本作は、異なるスーパーヒーローの主役を据えながら、ストーリーテリングとキャラクター開発の一貫性を維持できるかという、DCUフランチャイズにとって重要な試金石となる。
映画の質に関する意見は、主要なエンターテインメントメディアの間で大きく分かれている。Colliderは、アルコックがこれまでで最高のDCスーパーヒーローを体現していると評価した。一方でDeadlineは、本作を「スーパーマンに対する女性版の回答」としつつも、期待を下回る内容であると評した。
さらに厳しい評価を下すメディアもあった。MSNは「超ひどい(super-horrendous)」と表現し、NY Postは2026年6月24日[2]、DCはすでに凡庸なスーパーヒーロー映画を作る体制に戻ったと報じた。これらの批評は、作品の芸術的価値に対する認識に深い溝があることを示唆している。
主人公の描写についても、相反する反応が出ている。The Sunは、今回のスーパーガールは「脂ぎった髪をした、二日酔いでめちゃくちゃな状態」であると述べた。対照的にCNETは、アクションが楽しく、最高とは言えないまでも良好なコミック版のアダプテーションであるとした。
クレイグ・ギルレスピー監督が指揮を執った本作では、アルコックがカーラ・ゾー=エルを、モモアがキャラクターのロボを演じている。一部のレビューでは演技が称賛されたが、映画全体のトーンが幅広い観客に届いていないという指摘も上がっている。

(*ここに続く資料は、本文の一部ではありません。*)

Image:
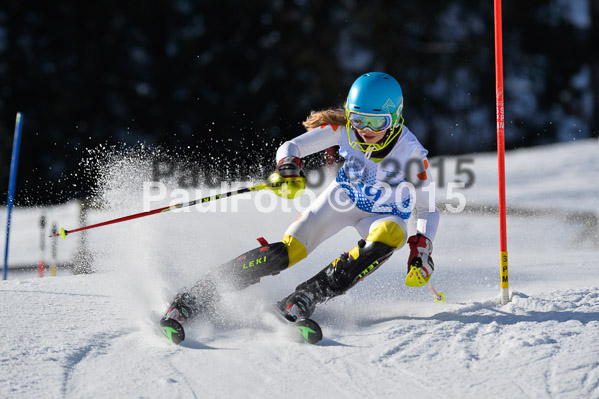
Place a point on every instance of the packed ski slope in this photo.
(95, 336)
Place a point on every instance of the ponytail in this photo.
(331, 116)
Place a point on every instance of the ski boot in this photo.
(297, 306)
(182, 309)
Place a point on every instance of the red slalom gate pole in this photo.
(505, 295)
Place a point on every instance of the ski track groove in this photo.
(98, 346)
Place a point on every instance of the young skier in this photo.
(385, 175)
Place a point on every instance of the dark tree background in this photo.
(183, 73)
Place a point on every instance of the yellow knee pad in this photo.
(387, 232)
(295, 250)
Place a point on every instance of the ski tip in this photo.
(440, 297)
(172, 330)
(309, 330)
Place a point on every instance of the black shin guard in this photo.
(345, 272)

“ミリー・アルコックは、これまでで最高のDCスーパーヒーローとして際立っている”
批評家の反応に激しいコントラストがあることは、新しいDCUのアイデンティティが断片化していることを示している。旗艦作品が、主演の演技への高い評価と、凡庸さやトーンの不適切さという非難を同時に受けるということは、スタジオがニッチなコミック解釈と幅広い商業的アピールとのバランスに苦慮している可能性を示唆している。